My stomach twisted in a very unpleasant way at the sour smell of vomit and alcohol. My hands ached, fingertips burning against the leather pads. I went over and nudged Vassily with a toe. A thin groan peeled from his lips, and the corners of my eyes began to tic.

“You idiot.” I hauled Vassily’s head back by the hair, pulled my glove off and jammed my fingers in against his pulse. He was alive, at least, but his heartbeat was thready and quick. “You goddamn idiot. Where the fuck did you get coke? Why the fuck are you doing coke?!”

“Lekshiii?” Vassily looked right through me. His nose was bloody, his eyes huge in a very pale, very sweaty face.

“Yes. Lexi, you insufferable, lying moron.” My voice rose in anger. I should have been gentle, but I couldn’t bring myself to baby him. I hauled Vassily back by his underarms and propped him against the side of the spa tub, fighting down the very real urge to kick him in the teeth. Instead, I pulled the glove back on and started the water to wash away the mess in the tub. “Ka’kovo ’hooya?

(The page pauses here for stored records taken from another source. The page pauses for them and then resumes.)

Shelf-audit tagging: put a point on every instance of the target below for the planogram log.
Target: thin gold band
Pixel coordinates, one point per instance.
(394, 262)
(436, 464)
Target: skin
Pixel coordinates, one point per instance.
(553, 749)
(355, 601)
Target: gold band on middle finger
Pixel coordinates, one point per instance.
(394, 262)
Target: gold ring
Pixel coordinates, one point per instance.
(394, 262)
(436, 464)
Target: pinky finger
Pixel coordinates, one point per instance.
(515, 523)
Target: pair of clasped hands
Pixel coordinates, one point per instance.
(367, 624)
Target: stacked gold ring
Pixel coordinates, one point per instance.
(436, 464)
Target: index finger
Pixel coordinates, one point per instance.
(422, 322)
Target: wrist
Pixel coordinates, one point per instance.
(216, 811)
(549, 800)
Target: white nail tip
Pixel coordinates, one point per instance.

What the fuck do you think you’re doing?! What’ll Mariya say to this? Don’t think I won’t tell her.”

Vassily cringed away from my voice. He tried to reply, but as the words formed, so did the next round of spew. I clapped a hand on his skull and turned his head just in time, pointing his mouth at the porcelain so he puked violently into Vanya’s fancy hot tub.

Between the noise and the smell and the fatigue from the night before, I was going to go off like an atom bomb. I left him to purge and stalked back out into the bedroom, looking for something to keep me busy besides homicide, anything to take the edge off the boiling, seething anger. I ended up stripping the bedsheets, taking the trash out into the kitchen, and putting the room in order, cleaning until the retching stopped. Only then did I go back inside the bathroom. Vassily was lying on his side on the floor, back turned towards me. I could see the fragile, serrated line of his spine, the play of muscles under the huge cross tattoo on his back.

In the doorway, I paused for a moment and sighed.

I mopped Vassily’s face and hands before I eased him over my lap, cradling his cold weight in my arms. It was the first time I’d seen him undressed since he’d gotten out of prison, and now that there was time to look, I noticed things I hadn’t had time to see before. He had a shank scar on his forearm: that was new. He was thinner, his ribs visible through his skin. His nails were cracked. The sight of his toenails, ridged from years of poor nutrition and high stress, brought me back to myself. I looked down the tattooed length of Vassily’s body and then back to his face. He was rousing slowly, gaze wandering as he swam back to consciousness. Eventually, he fixed on my face. His eyes were as bright as black stars, and the expression of intoxicated longing in them made my mouth feel full and blue and bittersweet.

“Moron,” I rumbled. “Can you sit up?”

“Sure. Maybe.” Vassily rasped.

I eventually got him upright and, with some flailing arms and careful bracing, limped over with him to the bed. We had shared a double bed as young boys, but it was odd climbing in beside him as an adult. I was still furious and desperately needed sleep, and because I couldn’t sleep, I wanted to beat the shit out of something. But I couldn’t do that, either.

It was close to an hour before Vassily stirred again. I hadn’t realized I was dozing until his arm groped over my chest, startling me out of a frustrated, dizzy reverie.

“Lekshi?”

My eyes didn’t want to open. When they did, I glared at the rows of paper lamps overhead. They were gaudy and pointless. “What?”

“Sorry.” Vassily patted me awkwardly. Chest, belly, arm. “You’re… good friend. Good. Sorry.”

“If you keep touching me like that, I will break your fingers.”

“Sorry. Was real worried, you know. When you… gone. Sh’ I knew… Lekshi’s real good. Real tough. Sorry.”

I wasn’t certain what Vassily was apologizing for, but it didn’t sound like he was apologizing for the right thing. I frowned. “You listen to me, because I’m only going to say it once. I spent nearly half my childhood dealing with this sort of shit, and I’m not going to put up with it with you.”